Die Diskussion um Lohnausfälle am ersten Krankheitstag geht munter weiter. Der Arbeitspsychologe Tim Hagemann hält nicht viel von dem Vorstoß. Doch er hat Vorstellungen, wie es künftig besser laufen könnte.

Die Einführung des unbezahlten Karenztag im Falle einer Krankmeldung würde sich nach Worten des Forschers Tim Hagemann negativ auf die Unternehmenskultur in Deutschland auswirken. “Wenn jemand auffallend oft fehlt und der Verdacht besteht, dass jemand blaumacht, muss man als Führungskraft Gespräche führen, da kann ich nicht alle unter Generalverdacht stellen”, sagte der Arbeitspsychologe der Diakonie Bielefeld der “Süddeutschen Zeitung” (Freitag).

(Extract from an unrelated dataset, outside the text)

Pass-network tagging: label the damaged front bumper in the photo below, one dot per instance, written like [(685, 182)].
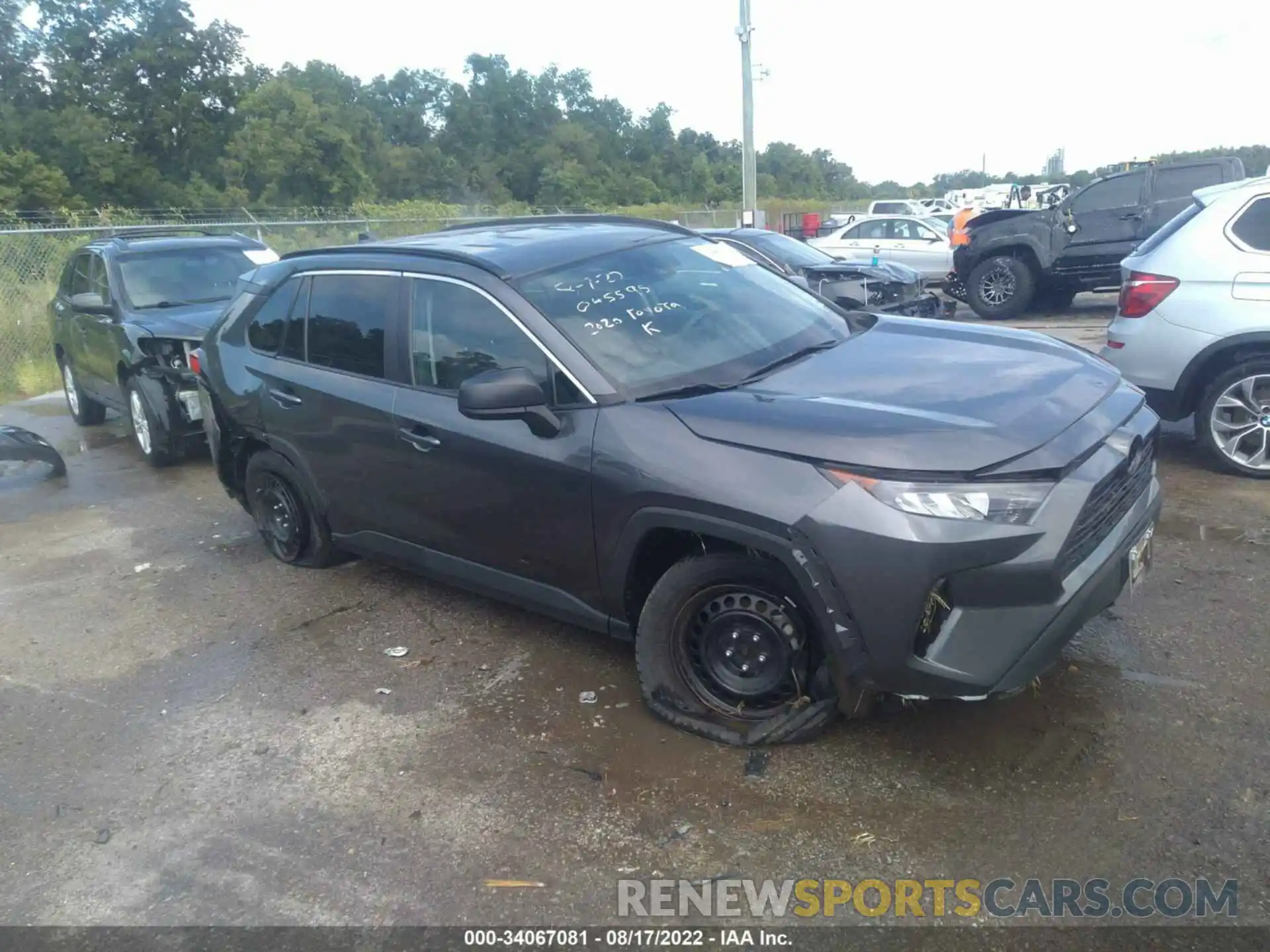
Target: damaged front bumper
[(941, 608), (18, 444)]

Letztlich werde damit nur Präsentismus erreicht, also dass sich Beschäftigte trotz Krankheit genötigt sehen, zur Arbeit zu erscheinen, mahnte Hagemann. Besonders betroffen seien dann chronisch kranke Menschen, die unter Diabetes, Migräne, psychischen Erkrankungen oder anderen körperlichen Einschränkungen litten. “So bestraft man jene, die ohnehin gesundheitlich angeschlagen sind oder gering bezahlt werden”, betonte der Forscher. “Der Paketbote würde die Pakete trotz Rückenproblemen schleppen, die Kassiererin die Kunden mit ihrem Schnupfen anstecken.”

Die Debatte um die Einführung des unbezahlten Karenztages hatte sich zuletzt an einem entsprechenden Vorstoß des Vorstandsvorsitzenden der Allianz-Versicherung, Oliver Bäte, entzündet. Der Versicherungschef hatte den in Deutschland vergleichsweise hohen Krankheitsstand bei Arbeitnehmern bemängelt. Zahlreiche Politiker, darunter die Bundesminister Hubertus Heil und Karl Lauterbach, haben bereits Kritik an dem Vorschlag geäußert. Arbeitgebernahe Verbände wie der Bund Katholischer Unternehmer nahmen ihn hingegen zum Anlass, für eine generelle Neuregelung der Lohnfortzahlung für Beschäftigte an Krankheitstagen zu werben.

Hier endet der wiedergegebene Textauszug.